It is as though the world drops out before him, and all he can see is horizon, endless horizon.

.

Nineteen forty-three finds Jughead tired and wet, crouching low on a beach at Salerno.

Up until this point, his war has been fairly uneventful. He’d found himself part of the Fifth Army, in North Africa after it had been secured by the Allies; he’d played no part in invading Sicily—but now the sand sticks to his face, travels down the collar of his uniform to his back, splatters like little pieces of glass onto his helmet, and he feels none of it. 

His ears ring. The only thought he has, and it overrides everything, is _up the beach find Smythe, up the beach find Smythe_.

.

Jughead, it turns out, has picked up enough certifiable mechanical skills over the years to earn him some actual training and eventual embedment in a unit in need of such skills.

There’s Wilkins, who everyone calls Bingo for a reason Jughead never understands; Malloy, without luck; Hawse, short enough that Jughead wonders how he wasn’t classified 4F; Ronson, a bruiser; and Smythe, who orders them around because he’s been given that power and it has clearly gone to his head.

Jughead doesn’t realize how much he’s come to depend upon these people until he finds himself without them, on this beach, under heavy fire, on the west coast of Italy.

He doesn’t look closely at the prone shadows he passes upon the sand, because they do not move. He’s not the first to pass this way, and he will not be the last. He can tell at a glance that he passes no one who will be going home to smiling faces.

.

He isn’t quite sure how he does it, but eventually he finds cover and familiar faces. These faces pass him down the line—and there’s Smythe, whose angry red face Jughead thinks he’s never been happier to confront.

.

The ruins of the temple at Paestum stop Jughead in his tracks—Malloy bumps into him from behind and shoves him to get him moving again. He walks with one eye on the columns of the building.

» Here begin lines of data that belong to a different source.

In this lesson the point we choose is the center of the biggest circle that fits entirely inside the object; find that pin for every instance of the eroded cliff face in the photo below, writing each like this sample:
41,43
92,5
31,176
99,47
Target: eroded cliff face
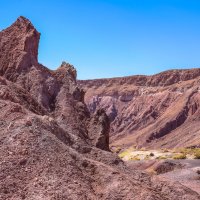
51,147
160,111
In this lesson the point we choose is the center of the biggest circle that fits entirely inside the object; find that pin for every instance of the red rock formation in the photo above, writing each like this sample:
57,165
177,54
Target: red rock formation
50,145
160,111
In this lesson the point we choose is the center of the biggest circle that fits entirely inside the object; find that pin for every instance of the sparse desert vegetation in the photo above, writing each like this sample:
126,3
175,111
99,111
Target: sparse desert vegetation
175,154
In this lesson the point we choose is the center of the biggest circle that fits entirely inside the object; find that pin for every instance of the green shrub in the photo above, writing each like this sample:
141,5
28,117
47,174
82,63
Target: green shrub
197,155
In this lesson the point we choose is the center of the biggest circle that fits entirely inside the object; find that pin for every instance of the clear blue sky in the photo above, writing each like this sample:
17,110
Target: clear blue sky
109,38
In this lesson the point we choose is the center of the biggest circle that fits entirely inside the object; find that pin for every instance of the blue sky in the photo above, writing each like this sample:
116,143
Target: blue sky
109,38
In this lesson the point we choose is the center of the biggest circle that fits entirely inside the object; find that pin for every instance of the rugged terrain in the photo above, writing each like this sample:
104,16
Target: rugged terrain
51,147
159,111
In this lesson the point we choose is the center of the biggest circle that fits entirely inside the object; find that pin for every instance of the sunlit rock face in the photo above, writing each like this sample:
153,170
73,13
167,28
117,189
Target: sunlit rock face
159,111
51,146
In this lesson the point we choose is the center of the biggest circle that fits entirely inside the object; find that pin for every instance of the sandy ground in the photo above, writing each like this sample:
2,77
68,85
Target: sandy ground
187,176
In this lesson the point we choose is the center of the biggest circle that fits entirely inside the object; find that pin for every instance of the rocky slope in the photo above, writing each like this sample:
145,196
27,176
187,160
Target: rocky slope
160,111
51,147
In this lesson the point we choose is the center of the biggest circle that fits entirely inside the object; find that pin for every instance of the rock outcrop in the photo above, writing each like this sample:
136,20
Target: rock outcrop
160,111
51,147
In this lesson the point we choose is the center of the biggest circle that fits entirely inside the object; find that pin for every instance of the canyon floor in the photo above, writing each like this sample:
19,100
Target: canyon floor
53,147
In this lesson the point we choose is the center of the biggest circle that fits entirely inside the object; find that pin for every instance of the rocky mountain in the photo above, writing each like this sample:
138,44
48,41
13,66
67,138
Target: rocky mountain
159,111
51,146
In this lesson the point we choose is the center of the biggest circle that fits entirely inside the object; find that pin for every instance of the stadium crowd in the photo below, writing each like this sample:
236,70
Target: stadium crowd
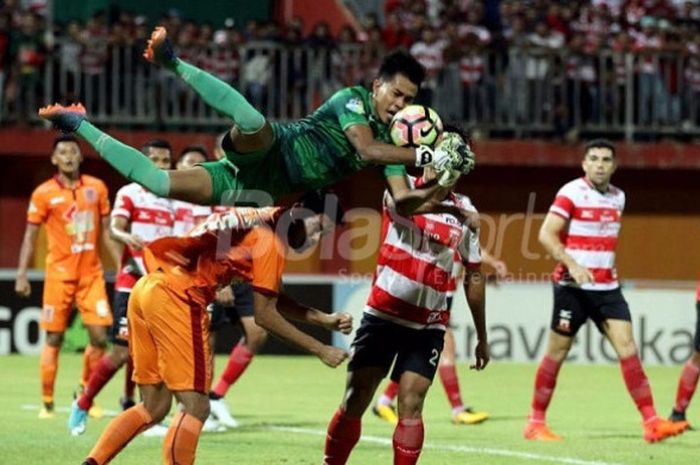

It’s not so different from the many other gutted buildings they’ve already passed on this road—around every turn there appears half a house, or an abandoned cottage, more than once even a stone church, its arches begun to crumble.

But this temple still strikes him, and as he marches, he begins to write another letter to Jellybean—JB—about it in his head.

.

Jughead finds that there is no medium—either his squadron is bored to death, listless, playing poker for symbolic pieces of paper with a deck of cards Ronson’s carried here from basic training or they are moving quickly, going days without sleep, running through the motions, and moving north toward Rome.

Jughead has never felt so young as he does here in Italy.

.

They move slowly north, up the west coast, in parallel with the British Eighth Army. 

Jughead thinks again of the ruins at Paestum when they reach Monte Cassino, as the abbey there is targeted by the RAF, and when Smythe takes a bullet for Ronson in February. 

.

Come June, Rome feels like a respite, even if they soon hear that the First Army has landed at Normandy, and their capture of Mussolini’s capital, their push of the Germans north, is relegated to old news within twenty-four hours. There are church bells ringing throughout the streets, and the dissonance feels unsettling, so different from the cacophony of shells and mortars, of engines and artillery. 

Jughead is pushed to celebrate by an instigating Hawse, a man whose childlike face masks his mischievousness. 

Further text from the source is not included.